TwoLevelShm has a subset of processes that actually write to disk (NumAggregators). There must be at least one process per compute node, which creates a shared-memory segment for other processes on the node to send their data. The aggregator process basically serializes the writing of data from this subset of processes (itself and the processes that send data to it). TwoLevelShm performs similarly to EveryoneWritesSerial on Lustre, and is the only good option on Summit’s GPFS.
The number of files (NumSubFiles) can be smaller than NumAggregators, and then multiple aggregators will write to one file concurrently. Such a setup becomes useful when the number of nodes is many times more than the number of file servers.

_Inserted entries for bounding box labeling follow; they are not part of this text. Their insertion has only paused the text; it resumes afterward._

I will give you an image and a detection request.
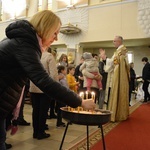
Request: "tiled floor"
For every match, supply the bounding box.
[6,95,137,150]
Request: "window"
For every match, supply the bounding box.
[1,0,26,20]
[38,0,42,11]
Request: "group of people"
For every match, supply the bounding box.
[0,10,150,150]
[0,10,95,150]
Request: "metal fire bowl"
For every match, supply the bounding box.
[61,107,111,126]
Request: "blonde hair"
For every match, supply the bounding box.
[29,10,61,39]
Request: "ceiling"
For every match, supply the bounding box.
[80,38,150,48]
[51,38,150,49]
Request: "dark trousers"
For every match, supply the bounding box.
[31,93,50,136]
[49,98,57,117]
[17,85,29,121]
[0,118,6,150]
[142,80,150,101]
[56,101,66,126]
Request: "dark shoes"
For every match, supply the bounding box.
[47,114,57,119]
[18,119,30,126]
[56,122,66,128]
[5,143,12,149]
[33,133,50,140]
[44,124,49,130]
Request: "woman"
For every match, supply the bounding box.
[29,47,58,140]
[0,10,95,150]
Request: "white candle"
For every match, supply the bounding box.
[91,92,95,102]
[85,91,88,99]
[79,92,84,99]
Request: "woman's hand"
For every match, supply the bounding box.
[81,99,96,110]
[99,48,106,60]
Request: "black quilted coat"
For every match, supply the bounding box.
[0,20,81,118]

TwoLevelShm works best if each process’s output data fits into the shared-memory segment, which holds two pages. Since POSIX writes are limited to about 2GB, the best setup is to use 4GB shared-memory size by each aggregator. This is the default size, but you can use the MaxShmSize parameter to set this lower if necessary. At runtime, BP5 will only allocate twice the maximum size of the largest data size any process has, but up to MaxShmSize. If the data from two processes does not fit into the shared-memory segment, BP5 will need to perfom multiple iterations of copy and disk-write, which is generally slower than writing large data blocks at once.
The default setup is TwoLevelShm, where NumAggregators is the number of compute nodes the application is running on, and the number of files is the same. This setup is good for Summit’s GPFS and good for Lustre at large scale. However, the default setup leaves potential performance on the table when running applications at smaller scale, where the one process per node setup cannot utilize the full bandwidth of a large parallel file system.